Lire : Free Mobile a-t-il assez investi dans son réseau ?
Iliad n'avait en revanche pas officiellement réagi aux accusations concernant les conséquences sociales de l'arrivée de Free Mobile. Le syndicat CFE-CGC de France Télécom avait été le premier, quelques jours après le lancement, à dénoncer "la perte d'au moins 10.000 emplois" dans le secteur en pointant le fait que "le consommateur y gagne aujourd'hui" mais que les salariés y perdent. Par la suite, l'Arcep, le gendarme des télécoms, avait plus ou moins confirmé ce chiffre, tout en affirmant que les opérateurs avaient les moyens d'y faire face, par le biais de non remplacement des départs à la retraites. Cela n'a pas empêché certains opérateurs, comme Bouygues Télécom, d'annoncer des plans d'économies.
Un message envoyé à Arnaud Montebourg
Reste à savoir pourquoi Xavier Niel réagit seulement aujourd'hui. Dans son "point de vue" aux Echos, il s'en prend en particulier à "certains des détracteurs, universitaires parfois", qui "n'hésitent pas abreuver les rédactions du produit de leurs réflexions, caricaturant à outrance les effets négatifs supposés". Le choix du quotidien économique pour s'exprimer peut ainsi formellement s'expliquer comme un droit de réponse à Bruno Deffains, professeur à la Sorbonne et directeur du centre de recherches en économie du droit, qui a détaillé dans la même rubrique, début juin, les résultat de l'étude qu'il a menée sur l'impact de l'arrivée de Free Mobile.

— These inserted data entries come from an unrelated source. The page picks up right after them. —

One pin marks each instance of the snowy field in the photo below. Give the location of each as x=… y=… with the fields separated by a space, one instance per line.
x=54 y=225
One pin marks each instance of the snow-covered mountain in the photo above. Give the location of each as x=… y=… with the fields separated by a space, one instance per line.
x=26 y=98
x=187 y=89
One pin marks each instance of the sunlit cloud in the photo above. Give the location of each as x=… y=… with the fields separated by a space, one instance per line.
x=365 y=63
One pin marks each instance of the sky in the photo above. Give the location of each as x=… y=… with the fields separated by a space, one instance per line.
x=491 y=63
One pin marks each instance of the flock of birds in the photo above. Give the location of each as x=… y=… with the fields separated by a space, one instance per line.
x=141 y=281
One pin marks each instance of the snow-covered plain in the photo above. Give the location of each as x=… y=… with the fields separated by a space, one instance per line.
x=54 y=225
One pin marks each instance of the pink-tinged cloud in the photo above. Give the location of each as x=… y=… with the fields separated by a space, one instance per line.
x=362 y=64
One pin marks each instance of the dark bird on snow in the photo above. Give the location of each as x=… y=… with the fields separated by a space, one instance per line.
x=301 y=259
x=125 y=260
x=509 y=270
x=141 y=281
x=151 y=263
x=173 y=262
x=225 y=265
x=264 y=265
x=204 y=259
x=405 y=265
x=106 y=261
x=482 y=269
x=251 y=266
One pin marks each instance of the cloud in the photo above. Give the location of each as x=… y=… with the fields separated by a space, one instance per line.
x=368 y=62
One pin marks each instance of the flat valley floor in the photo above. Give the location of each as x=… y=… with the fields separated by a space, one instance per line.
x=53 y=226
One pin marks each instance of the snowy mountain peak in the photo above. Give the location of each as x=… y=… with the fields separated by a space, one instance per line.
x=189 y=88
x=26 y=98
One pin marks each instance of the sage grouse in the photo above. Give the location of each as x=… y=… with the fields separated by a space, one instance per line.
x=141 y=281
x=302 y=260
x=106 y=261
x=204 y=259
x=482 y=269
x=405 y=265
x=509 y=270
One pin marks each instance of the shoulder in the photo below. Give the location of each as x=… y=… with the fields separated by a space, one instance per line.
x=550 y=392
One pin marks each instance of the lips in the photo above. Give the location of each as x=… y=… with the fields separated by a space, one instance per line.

"L'universitaire" chiffre ainsi à 51.500 la perte d'emplois nette qui en résulterait et à 2,5 milliard d'euros les charges supplémentaires et les pertes de recettes des organismes sociaux. Une facture qu'il met sur le dos de "l'idéologie de la concurrence". "Qui a mesuré ces divers effets au moment de l'introduction forcée d'un nouvel acteur dans le secteur?", s'interroge-t-il ainsi. Sous-entendu, personne, ni au gouvernement de l'époque (en 2009), ni à l'Arcep.
Le problème, pour Free, c'est que cette argumentation est aujourd'hui reprise intégralement par Arnaud Montebourg, dans une interview à Challenges. Interrogé sur les pertes d'emplois liées à Free, le ministre du redressement productif estime qu "l'hémorragie d'emplois a déjà commencé. Notamment dans les réseaux de boutiques de téléphonie". Et de tirer à boulet rouge sur l'Arcep, qui "s'intéresse exclusivement à la concurrence sans limite" avant de préciser: "Pour le gouvernement, la concurrence doit trouver sa limite dans la préservation de l'emploi." Des déclarations d'autant plus marquantes qu'Arnaud Montebourg opère un virage à 180 degrés par rapport à un twitt du mois de janvier dans lequel il déclarait: "Xavier Niel vient de faire avec son forfait illimité plus pour le pouvoir d'achat des Français que Nicolas Sarkozy en cinq ans". De quoi pousser le patron d'Iliad à répondre point à point à ses accusateurs...
Contre-attaque sur l'emploi et les dividendes
Xavier Niel affirme ainsi que la chute des emplois dans le secteur est antérieure à Free Mobile : ils sont passés selon lui de 156.000 en 1998 à 124.000 en 2009, avant d'augmenter légèrement depuis. Et ce malgré l'attribution d'une quatrième licence. Il met en balance les 1500 emplois créés dans sa branche mobile. De même, il note que la délocalisation des centres d'appels a commencé depuis plusieurs années mais que, contrairement à cette tendance, Free est passé depuis 2008 de un à cinq centres installés en France, avec des effectifs quintuplés. Enfin, il attribue la baisse des effectifs dans les boutiques de téléphonie - que souligne le ministre - à "la concurrence des réseaux de distribution physiques des opérateurs".